13┃integrante



acto dos, capítulo trece

integrante





La puerta no fue un obstáculo para los agentes de ese piso. Apenas tocaron la puerta del dormitorio donde Charlotte se arreglaba cuando fue abierta. Rodó los ojos, pensando que Louise de nuevo se escondería de los mandatos de H.H.

Terminó de ponerse el vestido que parecía ser una larga camiseta oscura, soltó sus trenzas, dejando que la crema impregnara su olor. Para sorpresa de la chica, Kay se encontraba junto a Derek, parados como unos auténticos soldados esperando un mandato.

── ¿Sucede algo?

La mirada azulada de Derek recorrió el cuerpo de Charlotte. Por más que habían pasado días juntos, nunca la había visto en un atuendo más revelador. Dejo las sudaderas y pantalones anchos por un vestido casual que le daba una apariencia diferente.

Oyendo los pensamientos del hombre, ella pasó sus manos por las mejillas sonrojados, tratando que su corazón se calme.

── Derek acepto la propuesta ── Kay intervino, relajó sus brazos ── Si es que tu oferta sigue en pie.

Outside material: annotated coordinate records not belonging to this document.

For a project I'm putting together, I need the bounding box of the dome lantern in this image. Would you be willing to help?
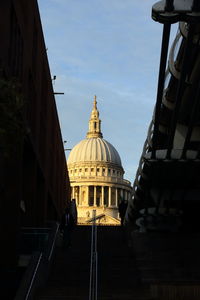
[86,95,103,138]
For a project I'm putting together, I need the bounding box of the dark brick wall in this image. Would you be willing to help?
[0,0,70,268]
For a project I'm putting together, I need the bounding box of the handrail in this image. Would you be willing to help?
[89,210,98,300]
[15,222,59,300]
[25,253,42,300]
[48,223,59,261]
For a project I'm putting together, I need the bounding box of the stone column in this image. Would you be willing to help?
[94,186,97,206]
[79,186,82,205]
[86,186,89,205]
[108,186,111,207]
[100,186,104,206]
[115,187,118,207]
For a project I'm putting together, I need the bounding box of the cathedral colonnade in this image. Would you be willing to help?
[71,185,131,207]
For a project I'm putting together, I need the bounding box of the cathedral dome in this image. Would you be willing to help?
[67,137,122,167]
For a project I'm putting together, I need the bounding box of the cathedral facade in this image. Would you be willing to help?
[67,96,132,225]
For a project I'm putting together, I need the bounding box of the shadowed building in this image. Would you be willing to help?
[67,96,131,225]
[0,0,70,274]
[126,0,200,300]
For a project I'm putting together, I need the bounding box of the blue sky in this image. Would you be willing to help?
[38,0,177,183]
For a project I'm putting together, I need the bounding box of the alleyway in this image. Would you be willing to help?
[36,226,150,300]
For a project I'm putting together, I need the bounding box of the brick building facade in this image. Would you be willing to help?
[0,0,70,265]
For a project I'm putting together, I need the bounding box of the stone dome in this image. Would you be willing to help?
[67,137,122,167]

── Claro ── asintió ── Parece que haré citas para ayudar a los agentes.

── ¿A quién más se lo has hecho? ── Derek interrogó.

Subió sus cejas esperando una respuesta que vino en forma de negación, encogiéndose los hombros.

── Toma asiento en la cama ── indicó.

Charlotte tomó la silla desocupada, poniéndola enfrente del hombre. Todo enojo que tenía hacia él se esfumo, olvidando la razón del por qué fue que comenzaron a pelear.

── ¿Estás listo?

Con un solo asentimiento del soldado, Charlotte se sumergió en la mente arruinada. La primera parte fue sencilla, como si todo estuviera normal o sin problemas.

Puso toda su fuerza para atravesar esa barrera que la mantenía lejos, cuando lo hizo, el malestar se instaló en su estómago. Ignorando las punzadas, siguió indagando entre memorias falsas que KORB planto, eliminándolas por completo.

La mente de Derek Roth estaba muy dañada, apenas podía mantenerse tranquila por la sofocación y las voces que intentan alejarla. Llegó a la parte más agradable y era llegar a los verdaderos.

Abrió uno de los recuerdos, un niño corriendo por la acera apareció, sus brazos extendidos como alas.

── ¡Algún día llegaré a ser un soldado como papá! ── gritó con emoción ── Volaré y luchare con los malos.

── Aceptaré que lo hagas si prometes volver a casa ── le respondió una mujer, apenas viéndose por el cabello ocultando su rostro.

La respiración de Derek golpeó su rostro fuera del recuerdo, sintiendo la relajación y como fue cambiando sus ánimos conforme su vida, la verdadera, apareció.

Charlotte solo pudo observar, ajena a las memorias reproduciéndose. Sonrió con la nueva faceta del soldado, su madre murió joven por una gripe hasta que un recuerdo diferente se reprodujo.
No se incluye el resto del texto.